Павел покраснел, продолжая изумлённым взглядом смотреть на него.

– Хочешь знать, когда впервые за последние годы я испытал прилив счастья?

– Когда? – тихо спросил мальчик.

– Когда ты, спустя время после переезда сюда, впервые заговорил со мной, здесь у этого обрыва. Помнишь это? Впервые за эти годы мне было небезразлично чужое несчастье. Я близко к сердцу воспринял твоё горе и тогда во мне проснулись омертвевшие чувства. Я будто ожил. А самым счастливым днём был…

– День, когда мы играли здесь в снегу? – воодушевлённо опередил его сын, обратив к нему сияющее лицо. – Это и мой самый счастливый день.

Растроганный до глубины души Соломон, пожалел, что не умеет плакать. Рука сама потянусь к сыну, взъерошила его волосы, а затем ненадолго обняла его.

– Я благодарен небесам за тебя и за это время, которое мы провели вместе, и я готов простить судьбе всё ужасное, что было до этого, ведь эта награда стоит того.

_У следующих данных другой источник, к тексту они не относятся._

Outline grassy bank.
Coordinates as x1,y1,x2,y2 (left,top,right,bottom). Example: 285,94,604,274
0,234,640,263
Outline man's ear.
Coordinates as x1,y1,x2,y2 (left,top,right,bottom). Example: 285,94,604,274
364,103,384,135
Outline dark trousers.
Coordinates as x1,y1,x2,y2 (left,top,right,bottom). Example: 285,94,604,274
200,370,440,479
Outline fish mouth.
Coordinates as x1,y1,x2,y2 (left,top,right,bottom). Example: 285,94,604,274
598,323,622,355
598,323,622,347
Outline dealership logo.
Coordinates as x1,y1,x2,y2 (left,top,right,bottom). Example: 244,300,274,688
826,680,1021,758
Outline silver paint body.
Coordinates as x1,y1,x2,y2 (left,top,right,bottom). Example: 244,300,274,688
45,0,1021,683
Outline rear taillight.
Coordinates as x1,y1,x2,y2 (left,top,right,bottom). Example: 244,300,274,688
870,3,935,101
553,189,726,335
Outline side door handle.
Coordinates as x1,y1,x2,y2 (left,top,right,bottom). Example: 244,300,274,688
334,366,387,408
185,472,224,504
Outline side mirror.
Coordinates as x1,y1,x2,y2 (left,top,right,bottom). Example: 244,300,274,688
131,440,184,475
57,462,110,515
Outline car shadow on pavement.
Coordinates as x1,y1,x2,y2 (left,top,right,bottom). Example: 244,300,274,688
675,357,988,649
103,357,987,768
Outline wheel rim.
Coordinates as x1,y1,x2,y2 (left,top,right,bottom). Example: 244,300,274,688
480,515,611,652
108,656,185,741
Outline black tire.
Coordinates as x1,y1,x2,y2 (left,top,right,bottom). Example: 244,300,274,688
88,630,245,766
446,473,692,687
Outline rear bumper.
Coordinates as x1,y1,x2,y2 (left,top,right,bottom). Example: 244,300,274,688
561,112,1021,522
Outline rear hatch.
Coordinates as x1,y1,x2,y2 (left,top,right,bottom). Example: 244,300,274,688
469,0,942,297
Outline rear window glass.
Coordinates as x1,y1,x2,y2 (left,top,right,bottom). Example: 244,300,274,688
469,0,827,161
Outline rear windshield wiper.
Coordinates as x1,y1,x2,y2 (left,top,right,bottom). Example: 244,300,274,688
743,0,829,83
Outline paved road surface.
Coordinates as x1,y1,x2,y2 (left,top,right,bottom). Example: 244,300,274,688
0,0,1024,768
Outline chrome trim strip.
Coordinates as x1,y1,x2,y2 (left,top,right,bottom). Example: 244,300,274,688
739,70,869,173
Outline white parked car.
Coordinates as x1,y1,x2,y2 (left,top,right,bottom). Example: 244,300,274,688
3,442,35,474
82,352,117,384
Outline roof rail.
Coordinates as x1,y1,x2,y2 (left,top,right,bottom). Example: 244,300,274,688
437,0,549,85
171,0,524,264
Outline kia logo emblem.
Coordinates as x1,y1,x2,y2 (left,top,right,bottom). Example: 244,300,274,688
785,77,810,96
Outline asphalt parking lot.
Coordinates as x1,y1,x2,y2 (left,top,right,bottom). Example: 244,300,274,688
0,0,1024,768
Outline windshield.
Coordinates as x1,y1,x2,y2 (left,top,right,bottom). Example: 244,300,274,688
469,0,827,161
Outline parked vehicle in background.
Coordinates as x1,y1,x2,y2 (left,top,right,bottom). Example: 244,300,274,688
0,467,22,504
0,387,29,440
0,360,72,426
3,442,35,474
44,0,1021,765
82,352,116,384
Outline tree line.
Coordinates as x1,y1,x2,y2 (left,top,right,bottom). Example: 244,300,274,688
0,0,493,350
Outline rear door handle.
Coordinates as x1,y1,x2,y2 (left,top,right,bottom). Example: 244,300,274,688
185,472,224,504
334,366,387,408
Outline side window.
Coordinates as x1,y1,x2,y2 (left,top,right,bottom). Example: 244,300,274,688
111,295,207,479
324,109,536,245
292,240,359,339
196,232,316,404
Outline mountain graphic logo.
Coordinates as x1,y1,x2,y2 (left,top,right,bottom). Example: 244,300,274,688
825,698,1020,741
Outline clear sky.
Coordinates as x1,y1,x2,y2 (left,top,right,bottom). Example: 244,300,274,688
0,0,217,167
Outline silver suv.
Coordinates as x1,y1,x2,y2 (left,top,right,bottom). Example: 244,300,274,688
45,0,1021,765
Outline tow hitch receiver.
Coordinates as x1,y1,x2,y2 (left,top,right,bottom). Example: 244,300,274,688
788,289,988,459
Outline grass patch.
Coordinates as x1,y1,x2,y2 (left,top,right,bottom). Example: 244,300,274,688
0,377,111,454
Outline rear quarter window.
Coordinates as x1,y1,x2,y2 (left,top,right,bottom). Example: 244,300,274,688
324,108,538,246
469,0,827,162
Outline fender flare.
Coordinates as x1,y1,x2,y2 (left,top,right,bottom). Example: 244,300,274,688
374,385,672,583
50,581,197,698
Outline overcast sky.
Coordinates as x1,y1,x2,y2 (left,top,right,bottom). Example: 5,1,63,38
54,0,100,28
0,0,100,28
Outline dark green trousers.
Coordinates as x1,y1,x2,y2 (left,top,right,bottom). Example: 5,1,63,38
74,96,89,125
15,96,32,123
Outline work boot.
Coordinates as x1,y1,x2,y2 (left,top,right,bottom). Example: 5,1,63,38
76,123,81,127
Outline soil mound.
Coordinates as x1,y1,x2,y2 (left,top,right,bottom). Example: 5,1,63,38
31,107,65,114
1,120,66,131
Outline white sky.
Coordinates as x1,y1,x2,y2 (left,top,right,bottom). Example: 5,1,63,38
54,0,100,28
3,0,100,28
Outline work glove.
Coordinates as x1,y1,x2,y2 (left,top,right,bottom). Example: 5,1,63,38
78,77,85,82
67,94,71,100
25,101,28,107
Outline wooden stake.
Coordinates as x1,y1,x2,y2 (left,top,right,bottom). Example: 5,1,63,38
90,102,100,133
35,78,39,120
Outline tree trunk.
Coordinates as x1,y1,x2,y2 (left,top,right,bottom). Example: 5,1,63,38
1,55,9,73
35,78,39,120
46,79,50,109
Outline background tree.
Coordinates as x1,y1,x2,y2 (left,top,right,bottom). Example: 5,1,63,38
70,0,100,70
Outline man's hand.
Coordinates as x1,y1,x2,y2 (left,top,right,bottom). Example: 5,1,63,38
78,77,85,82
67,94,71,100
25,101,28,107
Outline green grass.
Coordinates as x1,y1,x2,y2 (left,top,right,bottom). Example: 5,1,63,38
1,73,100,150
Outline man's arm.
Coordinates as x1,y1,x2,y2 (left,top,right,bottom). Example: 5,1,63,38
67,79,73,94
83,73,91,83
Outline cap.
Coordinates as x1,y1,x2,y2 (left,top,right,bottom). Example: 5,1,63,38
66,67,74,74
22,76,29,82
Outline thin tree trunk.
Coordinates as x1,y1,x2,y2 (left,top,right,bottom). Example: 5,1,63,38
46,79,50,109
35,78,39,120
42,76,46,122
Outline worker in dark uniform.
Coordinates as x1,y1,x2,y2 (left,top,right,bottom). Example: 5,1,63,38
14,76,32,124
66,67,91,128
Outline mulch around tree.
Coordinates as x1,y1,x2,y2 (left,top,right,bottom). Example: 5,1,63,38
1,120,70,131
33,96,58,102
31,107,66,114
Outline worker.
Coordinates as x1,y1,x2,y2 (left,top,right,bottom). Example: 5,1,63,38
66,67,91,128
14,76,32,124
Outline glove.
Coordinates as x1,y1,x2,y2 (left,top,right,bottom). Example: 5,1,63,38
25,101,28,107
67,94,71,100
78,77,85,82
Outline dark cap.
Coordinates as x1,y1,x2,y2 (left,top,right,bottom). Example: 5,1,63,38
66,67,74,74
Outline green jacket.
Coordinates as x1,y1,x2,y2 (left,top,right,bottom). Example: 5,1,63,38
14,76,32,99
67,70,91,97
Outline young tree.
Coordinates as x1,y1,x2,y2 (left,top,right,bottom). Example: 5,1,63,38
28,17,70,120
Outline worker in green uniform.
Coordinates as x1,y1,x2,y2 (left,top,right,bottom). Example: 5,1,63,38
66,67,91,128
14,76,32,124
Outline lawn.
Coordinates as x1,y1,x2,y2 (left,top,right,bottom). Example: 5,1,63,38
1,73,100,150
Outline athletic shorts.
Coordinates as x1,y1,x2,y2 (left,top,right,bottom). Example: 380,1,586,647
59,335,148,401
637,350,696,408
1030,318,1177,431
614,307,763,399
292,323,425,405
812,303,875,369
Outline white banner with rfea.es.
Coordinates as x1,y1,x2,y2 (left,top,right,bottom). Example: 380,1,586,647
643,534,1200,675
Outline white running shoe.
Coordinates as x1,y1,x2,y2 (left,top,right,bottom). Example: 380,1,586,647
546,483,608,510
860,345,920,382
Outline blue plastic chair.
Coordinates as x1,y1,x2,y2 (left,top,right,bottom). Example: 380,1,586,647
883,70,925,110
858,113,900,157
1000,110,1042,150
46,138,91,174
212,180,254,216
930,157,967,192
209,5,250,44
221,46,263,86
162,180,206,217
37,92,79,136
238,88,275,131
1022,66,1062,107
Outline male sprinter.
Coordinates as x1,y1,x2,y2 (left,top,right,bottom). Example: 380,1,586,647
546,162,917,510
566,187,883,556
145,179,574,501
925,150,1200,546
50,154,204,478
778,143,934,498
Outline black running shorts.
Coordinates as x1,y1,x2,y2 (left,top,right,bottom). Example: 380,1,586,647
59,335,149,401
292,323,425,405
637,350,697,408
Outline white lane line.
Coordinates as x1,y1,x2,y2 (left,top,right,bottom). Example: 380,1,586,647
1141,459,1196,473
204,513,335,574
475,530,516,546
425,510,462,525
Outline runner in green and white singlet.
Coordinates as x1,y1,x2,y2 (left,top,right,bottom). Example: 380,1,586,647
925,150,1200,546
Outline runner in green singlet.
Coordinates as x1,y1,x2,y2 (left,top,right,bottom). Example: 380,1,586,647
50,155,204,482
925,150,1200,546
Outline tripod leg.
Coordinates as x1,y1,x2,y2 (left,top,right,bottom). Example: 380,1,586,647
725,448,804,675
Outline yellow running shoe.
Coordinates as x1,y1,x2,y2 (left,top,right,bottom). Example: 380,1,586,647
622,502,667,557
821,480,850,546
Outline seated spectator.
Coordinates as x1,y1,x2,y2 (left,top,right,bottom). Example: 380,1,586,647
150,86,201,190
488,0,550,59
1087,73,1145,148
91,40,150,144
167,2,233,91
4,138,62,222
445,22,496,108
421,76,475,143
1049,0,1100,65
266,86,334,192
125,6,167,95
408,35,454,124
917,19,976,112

Глаза сына заблестели от радостных слёз.

– И сейчас в этот момент счастья, оглядываясь назад, после многих лет размышлений, я точно могу сказать, что благодарен судьбе за эту жизнь. За всё плохое и за всё хорошее. Особенно за всё хорошее, за каждый редкий миг счастья. Многим на этом свете выпадала участь пострашнее моей. Кто-то и до моих лет не дожил – некоторым и своего десятого дня рожденья не сужденного увидеть. А я прожил много лет и даже был счастлив. Вот и выходит, что к кому-то жизнь ещё более несправедлива, чем ко мне.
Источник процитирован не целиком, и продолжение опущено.